Den finde ich besonders interessant, weil es zwar Rap ist, du aber auch eine Hook hast, die melodisch ist. Eine, die sich oft wiederholt. Unsere Forschungen legen nahe, dass sich zu diesem Song in zehn Jahren wahrscheinlich viel einfacher mitsingen lassen wird. Die melodische Hook ist das, was Leuten hilft, sich an den Song zu erinnern. Das ist mit Abstand der interessanteste Song, den du geschickt hast, ein viel klügeres Musikstück, als den Leuten wahrscheinlich bewusst ist.

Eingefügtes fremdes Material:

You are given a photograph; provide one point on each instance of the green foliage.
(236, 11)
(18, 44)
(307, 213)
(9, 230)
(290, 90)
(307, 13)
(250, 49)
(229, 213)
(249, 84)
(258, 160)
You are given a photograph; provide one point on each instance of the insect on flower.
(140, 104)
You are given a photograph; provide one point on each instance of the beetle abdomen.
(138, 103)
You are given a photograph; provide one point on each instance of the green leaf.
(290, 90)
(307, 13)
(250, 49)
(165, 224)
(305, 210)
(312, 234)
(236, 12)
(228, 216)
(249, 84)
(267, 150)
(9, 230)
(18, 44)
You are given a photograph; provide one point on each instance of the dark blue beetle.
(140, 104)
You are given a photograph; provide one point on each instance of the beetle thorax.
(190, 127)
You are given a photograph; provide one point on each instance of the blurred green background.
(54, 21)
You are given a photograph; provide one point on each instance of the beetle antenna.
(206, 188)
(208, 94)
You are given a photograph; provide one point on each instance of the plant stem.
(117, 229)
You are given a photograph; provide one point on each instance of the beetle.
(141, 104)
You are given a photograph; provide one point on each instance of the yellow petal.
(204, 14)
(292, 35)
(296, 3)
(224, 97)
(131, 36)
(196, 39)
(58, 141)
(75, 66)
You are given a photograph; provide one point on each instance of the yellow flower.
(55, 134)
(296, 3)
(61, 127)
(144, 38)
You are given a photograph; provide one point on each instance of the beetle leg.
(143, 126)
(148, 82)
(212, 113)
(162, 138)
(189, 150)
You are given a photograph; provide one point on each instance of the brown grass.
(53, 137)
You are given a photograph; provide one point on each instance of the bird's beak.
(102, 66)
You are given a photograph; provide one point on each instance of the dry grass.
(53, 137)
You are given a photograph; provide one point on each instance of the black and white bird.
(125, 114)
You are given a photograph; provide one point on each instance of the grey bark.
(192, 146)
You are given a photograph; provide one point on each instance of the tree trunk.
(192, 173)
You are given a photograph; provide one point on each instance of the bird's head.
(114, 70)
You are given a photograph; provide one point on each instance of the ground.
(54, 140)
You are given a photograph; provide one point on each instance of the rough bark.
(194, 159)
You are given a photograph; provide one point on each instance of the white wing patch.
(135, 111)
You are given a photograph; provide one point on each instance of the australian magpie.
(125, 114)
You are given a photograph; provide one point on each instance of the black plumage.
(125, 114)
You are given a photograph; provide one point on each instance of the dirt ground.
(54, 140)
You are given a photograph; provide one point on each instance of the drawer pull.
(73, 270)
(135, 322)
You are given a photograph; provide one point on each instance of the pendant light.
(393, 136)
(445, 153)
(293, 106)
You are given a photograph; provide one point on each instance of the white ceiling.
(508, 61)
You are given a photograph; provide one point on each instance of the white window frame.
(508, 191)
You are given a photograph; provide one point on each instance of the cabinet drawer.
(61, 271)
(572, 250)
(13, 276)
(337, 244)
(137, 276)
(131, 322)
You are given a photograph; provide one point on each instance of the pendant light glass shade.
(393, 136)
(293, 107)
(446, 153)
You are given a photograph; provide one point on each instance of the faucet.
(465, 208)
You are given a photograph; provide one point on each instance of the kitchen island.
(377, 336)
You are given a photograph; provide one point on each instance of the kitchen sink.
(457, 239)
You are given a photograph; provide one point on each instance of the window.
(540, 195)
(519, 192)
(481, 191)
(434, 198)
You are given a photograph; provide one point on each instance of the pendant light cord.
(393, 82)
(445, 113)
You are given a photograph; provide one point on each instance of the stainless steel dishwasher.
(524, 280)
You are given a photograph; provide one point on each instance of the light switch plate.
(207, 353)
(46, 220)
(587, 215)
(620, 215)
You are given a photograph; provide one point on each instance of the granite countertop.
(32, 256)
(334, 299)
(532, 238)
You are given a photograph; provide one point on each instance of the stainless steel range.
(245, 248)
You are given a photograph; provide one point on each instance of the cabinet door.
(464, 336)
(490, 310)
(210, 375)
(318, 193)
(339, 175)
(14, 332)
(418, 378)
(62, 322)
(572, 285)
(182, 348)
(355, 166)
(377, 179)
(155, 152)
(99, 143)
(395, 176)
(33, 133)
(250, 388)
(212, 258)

Der Gedanke, dass Chris Brown mehr Langlebigkeit aufweist als Kendrick Lamar macht mich nachdenklich, aber gut. Wie sieht es mit „Prayer in C“ aus?
Es ist sehr melodisch und repetitiv, hat aber auch etwas, das es mir als nicht besonders langanhaltend erscheinen lässt. Es fehlt irgendwas. Mein Gefühl ist, dass der melodische Kern, der sich wiederholt, nicht besonders viel Bandbreite aufweist. Es ist etwas zu einfach. Es verlässt sich etwas zu sehr darauf, einfach und repetitiv zu sein.

Wenn Sie die Songs, die wir Ihnen geschickt haben in Sachen Wiedererkennungswert von 1 bis 5 ordnen müssten, was würden Sie sagen?
„Take me to Church“ wird am einprägsamsten sein, dann „Ayo“. An „King Kunta“ wird man sich am wenigsten erinnern.

Armer Kendrick.
Nur weil ein Song gut ist, heißt das nicht, dass er eingängig ist.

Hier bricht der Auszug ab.